As Alexander Lerchner notes in "The Abstraction Fallacy":
"Therefore, expecting an algorithmic description to instantiate the quality it maps is like expecting the mathematical formula of gravity to physically exert weight. Believing AI can become conscious solely through the manipulation of internal variables is to commit the error of the 'blind spot' (Frank et al., 2025): mistaking the map for the territory."
That applies perfectly here. The generated code is the map. The engineer's understanding is the territory. Vibe coders build maps of places they have never been.
My core stance is this: understand your code or suffer. Relying on AI without comprehending the generated output inevitably leads to security vulnerabilities and bugs. AI must be treated as a tool, never a replacement for fundamental engineering knowledge.
I stand firmly against vibe coding. Relying on AI to generate code without careful verification is a trap because AI can produce incorrect logic for even the simplest tasks. Trusting it blindly is a recipe for disaster.
View AI for what it truly is: a sophisticated autocomplete. It accelerates coding, but it does not replace human creativity or problem-solving. Developers must always guide and correct it, especially when dealing with complex systems.
To be clear, I am not anti-AI. I am anti-incompetence. Using AI as a shortcut to bypass learning the fundamentals is a disservice to the craft.

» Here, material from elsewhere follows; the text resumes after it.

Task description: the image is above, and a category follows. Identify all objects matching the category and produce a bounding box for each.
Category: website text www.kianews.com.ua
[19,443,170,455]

We risk breeding a generation of incompetent programmers who simply cannot function without an AI assistant.
Looking ahead, AI will not totally replace developers in the near future. However, it will absolutely lead to significant losses for those who fail to adapt and learn how to use it effectively.
The conclusion I repeatedly reach is this. Artificial intelligence should elevate the standard of engineering, not diminish it. It should amplify the capabilities of proficient developers, not transform poor practices into product strategy. When applied correctly, it is leverage. When applied poorly, it merely produces substandard output at scale.
The objective is never to abstain from tools. It is to master your craft so completely that the tool serves your judgment, not the other way around. If the industry continues to reward syntactic output over deep comprehension, we will not build better software. We will simply drown in an abundance of garbage that no one can fully trust, maintain, or claim ownership of.